Une chronique thaïlandaise de Patrick Chesneau
Ce 13 avril inaugure un cran supplémentaire dans le calendrier bouddhique. On est en 2567. Songkran, terme issu du sanskrit signifiant “passage astrologique,” coïncide avec la célébration de la fête de l’eau. C’est enfin l’heure du grand bain.
La Thaïlande se purifie de la tête aux pieds. et exulte de se voir si belle. Déclencher la pluie pour que la nation toute entière se sente rutilante.
Trois jours de festivités intenses, jusqu’au 15 avril (parfois au delà) en tous points du Royaume. Jours fériés. Liesse générale.
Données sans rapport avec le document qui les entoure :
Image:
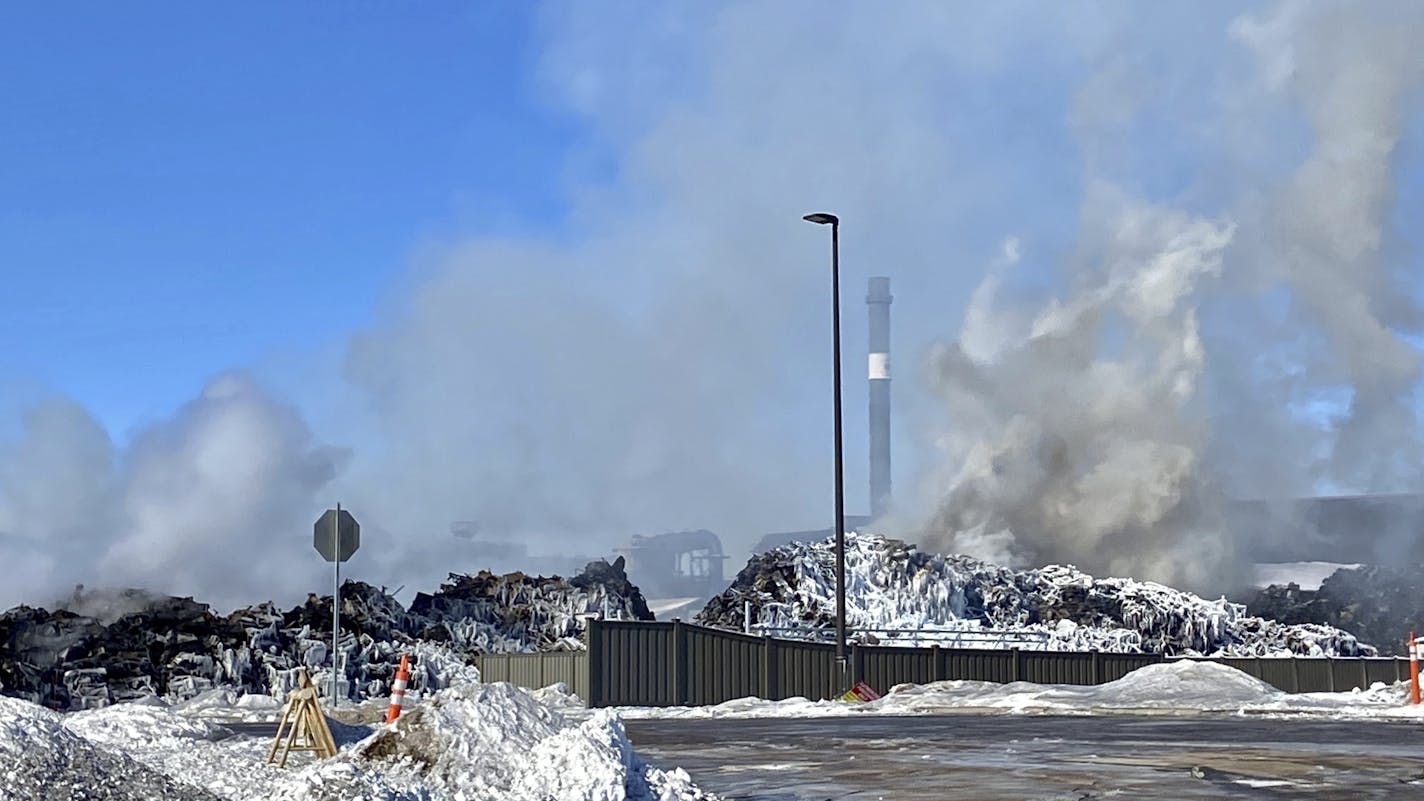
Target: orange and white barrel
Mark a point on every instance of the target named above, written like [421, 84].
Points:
[1416, 654]
[398, 689]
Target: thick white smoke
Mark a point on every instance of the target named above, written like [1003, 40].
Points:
[1088, 436]
[210, 502]
[660, 361]
[1078, 435]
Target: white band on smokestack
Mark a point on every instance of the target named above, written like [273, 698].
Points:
[879, 367]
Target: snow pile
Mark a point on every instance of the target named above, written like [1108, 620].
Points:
[496, 741]
[42, 758]
[1182, 687]
[470, 743]
[897, 595]
[137, 644]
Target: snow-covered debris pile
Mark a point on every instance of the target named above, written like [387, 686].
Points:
[892, 586]
[1376, 603]
[42, 758]
[133, 644]
[473, 743]
[523, 613]
[1179, 687]
[496, 741]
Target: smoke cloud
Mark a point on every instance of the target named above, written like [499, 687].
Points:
[1195, 292]
[1088, 436]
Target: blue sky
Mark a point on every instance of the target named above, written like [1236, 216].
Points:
[543, 267]
[192, 187]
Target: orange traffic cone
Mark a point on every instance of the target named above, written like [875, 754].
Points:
[398, 689]
[1416, 646]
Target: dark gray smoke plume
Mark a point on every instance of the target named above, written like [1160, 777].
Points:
[1087, 431]
[1198, 295]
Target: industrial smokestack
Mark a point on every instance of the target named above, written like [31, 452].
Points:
[877, 301]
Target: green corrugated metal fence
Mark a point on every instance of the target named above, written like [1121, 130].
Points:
[672, 663]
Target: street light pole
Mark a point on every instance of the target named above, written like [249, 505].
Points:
[840, 486]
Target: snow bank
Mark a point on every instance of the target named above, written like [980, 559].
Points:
[43, 758]
[902, 596]
[1179, 689]
[473, 743]
[497, 741]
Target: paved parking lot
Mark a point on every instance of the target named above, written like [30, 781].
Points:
[1021, 757]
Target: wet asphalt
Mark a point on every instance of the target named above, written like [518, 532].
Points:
[970, 757]
[1041, 758]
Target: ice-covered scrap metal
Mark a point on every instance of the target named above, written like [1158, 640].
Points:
[514, 612]
[890, 586]
[1376, 603]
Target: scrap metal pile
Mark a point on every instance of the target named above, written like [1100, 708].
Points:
[104, 647]
[1377, 605]
[902, 596]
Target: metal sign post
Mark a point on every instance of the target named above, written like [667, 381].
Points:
[336, 536]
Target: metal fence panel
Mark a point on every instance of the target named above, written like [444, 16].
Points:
[805, 670]
[882, 667]
[1316, 674]
[973, 664]
[537, 670]
[1115, 666]
[721, 666]
[1057, 667]
[631, 663]
[1349, 673]
[1380, 670]
[638, 663]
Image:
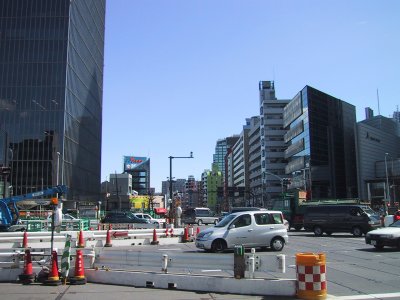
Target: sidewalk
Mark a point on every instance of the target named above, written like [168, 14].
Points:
[16, 291]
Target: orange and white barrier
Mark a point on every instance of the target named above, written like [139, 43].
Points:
[311, 276]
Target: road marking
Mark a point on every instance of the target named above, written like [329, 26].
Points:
[367, 296]
[170, 249]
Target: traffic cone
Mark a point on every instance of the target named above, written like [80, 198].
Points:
[191, 233]
[154, 242]
[185, 237]
[25, 240]
[79, 277]
[81, 242]
[27, 276]
[53, 278]
[108, 239]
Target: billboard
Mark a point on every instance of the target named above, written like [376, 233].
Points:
[133, 162]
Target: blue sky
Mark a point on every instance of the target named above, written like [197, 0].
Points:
[179, 75]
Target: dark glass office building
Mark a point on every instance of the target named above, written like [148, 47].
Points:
[51, 89]
[321, 149]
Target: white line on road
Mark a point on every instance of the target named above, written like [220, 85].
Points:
[170, 249]
[211, 270]
[368, 296]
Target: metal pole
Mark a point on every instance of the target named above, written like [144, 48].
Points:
[58, 167]
[387, 179]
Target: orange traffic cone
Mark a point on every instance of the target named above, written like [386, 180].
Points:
[154, 242]
[81, 243]
[79, 277]
[53, 278]
[108, 239]
[25, 240]
[28, 276]
[185, 237]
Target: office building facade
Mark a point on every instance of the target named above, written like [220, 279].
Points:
[321, 151]
[139, 168]
[378, 164]
[272, 143]
[51, 89]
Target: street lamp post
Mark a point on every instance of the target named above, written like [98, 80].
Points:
[276, 176]
[170, 178]
[387, 180]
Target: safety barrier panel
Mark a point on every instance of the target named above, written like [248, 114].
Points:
[311, 276]
[96, 238]
[45, 225]
[185, 262]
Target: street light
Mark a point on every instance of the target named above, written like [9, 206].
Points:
[170, 177]
[387, 180]
[280, 178]
[58, 167]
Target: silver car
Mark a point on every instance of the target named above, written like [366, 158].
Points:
[248, 228]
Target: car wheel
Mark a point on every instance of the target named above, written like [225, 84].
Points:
[287, 225]
[218, 246]
[277, 244]
[356, 231]
[318, 231]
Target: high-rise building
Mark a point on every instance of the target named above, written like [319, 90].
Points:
[139, 168]
[51, 90]
[221, 149]
[378, 164]
[272, 143]
[321, 149]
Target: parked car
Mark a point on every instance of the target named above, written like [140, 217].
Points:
[387, 236]
[199, 216]
[329, 218]
[123, 217]
[159, 222]
[248, 228]
[249, 208]
[66, 217]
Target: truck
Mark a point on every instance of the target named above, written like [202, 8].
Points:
[159, 222]
[293, 206]
[9, 212]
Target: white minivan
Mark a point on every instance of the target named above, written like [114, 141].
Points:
[248, 228]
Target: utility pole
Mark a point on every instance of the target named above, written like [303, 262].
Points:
[171, 195]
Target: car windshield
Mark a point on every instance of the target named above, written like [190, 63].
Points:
[226, 220]
[369, 211]
[395, 224]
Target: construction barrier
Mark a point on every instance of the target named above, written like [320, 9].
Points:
[311, 276]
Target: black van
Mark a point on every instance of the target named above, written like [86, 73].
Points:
[356, 219]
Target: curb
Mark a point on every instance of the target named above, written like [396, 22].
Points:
[187, 282]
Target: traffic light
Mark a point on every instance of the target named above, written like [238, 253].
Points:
[5, 170]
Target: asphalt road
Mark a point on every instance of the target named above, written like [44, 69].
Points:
[354, 271]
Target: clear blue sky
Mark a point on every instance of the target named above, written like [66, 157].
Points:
[179, 75]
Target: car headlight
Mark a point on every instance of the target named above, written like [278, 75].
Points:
[387, 236]
[204, 235]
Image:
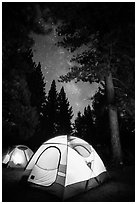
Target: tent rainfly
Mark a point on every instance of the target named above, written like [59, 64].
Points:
[65, 166]
[17, 157]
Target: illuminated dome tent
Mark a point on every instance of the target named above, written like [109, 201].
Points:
[18, 157]
[65, 166]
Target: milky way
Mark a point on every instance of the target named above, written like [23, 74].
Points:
[55, 61]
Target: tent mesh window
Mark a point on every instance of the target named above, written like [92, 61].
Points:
[84, 152]
[47, 161]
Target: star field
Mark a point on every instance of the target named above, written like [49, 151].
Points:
[55, 61]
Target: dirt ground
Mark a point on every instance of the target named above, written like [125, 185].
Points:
[119, 188]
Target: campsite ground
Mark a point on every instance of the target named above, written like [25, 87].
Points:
[119, 188]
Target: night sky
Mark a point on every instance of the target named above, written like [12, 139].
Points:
[55, 61]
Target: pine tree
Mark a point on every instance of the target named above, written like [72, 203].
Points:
[84, 125]
[65, 114]
[49, 121]
[37, 88]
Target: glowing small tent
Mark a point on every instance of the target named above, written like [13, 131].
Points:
[17, 157]
[65, 166]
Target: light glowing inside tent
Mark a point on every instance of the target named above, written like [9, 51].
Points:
[18, 158]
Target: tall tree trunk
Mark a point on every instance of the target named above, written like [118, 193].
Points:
[113, 120]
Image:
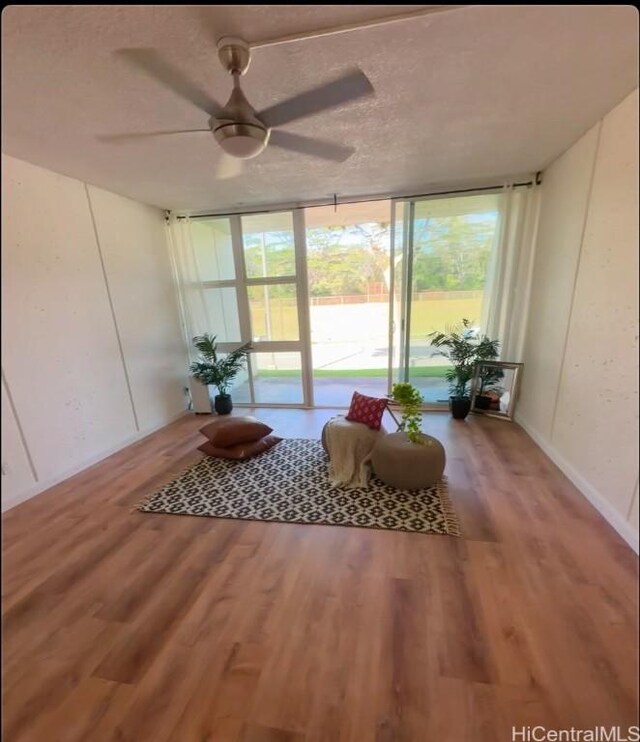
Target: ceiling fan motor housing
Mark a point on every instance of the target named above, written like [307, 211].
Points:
[234, 54]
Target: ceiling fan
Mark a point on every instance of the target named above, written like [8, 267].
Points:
[240, 130]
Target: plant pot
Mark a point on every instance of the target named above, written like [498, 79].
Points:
[222, 404]
[483, 402]
[459, 407]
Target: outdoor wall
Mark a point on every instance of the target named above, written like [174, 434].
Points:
[92, 353]
[579, 396]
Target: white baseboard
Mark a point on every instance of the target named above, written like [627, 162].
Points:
[608, 512]
[41, 486]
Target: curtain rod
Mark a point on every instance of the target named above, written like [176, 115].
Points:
[334, 202]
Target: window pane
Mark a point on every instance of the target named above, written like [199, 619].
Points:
[453, 243]
[277, 377]
[222, 314]
[212, 247]
[274, 312]
[268, 245]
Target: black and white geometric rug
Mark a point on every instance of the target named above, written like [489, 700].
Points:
[289, 484]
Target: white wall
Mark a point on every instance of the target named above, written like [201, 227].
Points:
[92, 352]
[579, 395]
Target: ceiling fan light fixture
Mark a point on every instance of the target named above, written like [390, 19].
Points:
[242, 140]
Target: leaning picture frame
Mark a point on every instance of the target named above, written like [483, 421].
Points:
[494, 388]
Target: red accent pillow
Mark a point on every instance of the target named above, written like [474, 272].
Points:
[367, 410]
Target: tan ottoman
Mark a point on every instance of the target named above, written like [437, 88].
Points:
[349, 445]
[405, 465]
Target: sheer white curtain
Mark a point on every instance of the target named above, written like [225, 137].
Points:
[510, 269]
[193, 307]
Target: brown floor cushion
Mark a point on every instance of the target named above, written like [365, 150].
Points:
[240, 451]
[229, 431]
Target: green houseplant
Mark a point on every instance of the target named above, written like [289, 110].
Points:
[219, 371]
[464, 347]
[410, 401]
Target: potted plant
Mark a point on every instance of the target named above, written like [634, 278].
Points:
[219, 371]
[410, 401]
[464, 347]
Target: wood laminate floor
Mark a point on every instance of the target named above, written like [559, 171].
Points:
[119, 625]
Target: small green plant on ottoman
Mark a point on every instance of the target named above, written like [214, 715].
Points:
[408, 459]
[410, 401]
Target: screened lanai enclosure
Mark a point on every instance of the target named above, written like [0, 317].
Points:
[342, 298]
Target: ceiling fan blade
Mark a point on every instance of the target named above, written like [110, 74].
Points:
[308, 146]
[123, 138]
[171, 77]
[229, 167]
[350, 87]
Sur un plan plus intimiste, généralement dans le cadre familial, les réjouissances coïncident avec une période de foi, ponctuée par les rythmes immémoriaux d’une spiritualité étonnamment préservée. Cette liturgie aqueuse est symbole de renouveau. Le Nouvel An Thaï est marqué par d’innombrables célébrations. Les foules se pressent dans les quarante mille temples de cette contrée du bas Mékong. Dans ce flot de dévotion, priorité au tam boon (prononcer tam boune) Make merit. On se livre aux rituels des mérites. Cette parenthèse enchantée est aussi ponctuée de processions religieuses, ainsi que des parades et des défilés mettant en exergue les fondements de la culture thaïlandaise. Innombrables sont les manifestations consacrées au patrimoine vivant, telles que les danses traditionnelles en costumes d’apparat.
Les batailles d’eau
Mais l’aspect le plus visible, ce sont évidemment les batailles d’eau magistrales partout en terre de Siam. Pugilats débordants d’allégresse dans les rues soudainement transformées en aquaboulevards. Même topo dans nombre d’espaces publics dédiés aux ablutions. Des dizaines de milliers de festivaliers s’aspergent copieusement. Des trombes liquides sont déversées à l’aide d’impressionnants fusils-mitrailleurs en plastique, munis de réservoirs apparemment inépuisables. Certains s’affublent de containers portatifs pour ne jamais être à court de munitions. Harnachés de masques de plongée protecteurs, ils déclenchent des guerres éclair à chaque carrefour contre des rangées de poules mouillées plus vraies que nature. Obligées de se replier sous les rafales au débit de cataractes. Razzias humectées en série illimitée.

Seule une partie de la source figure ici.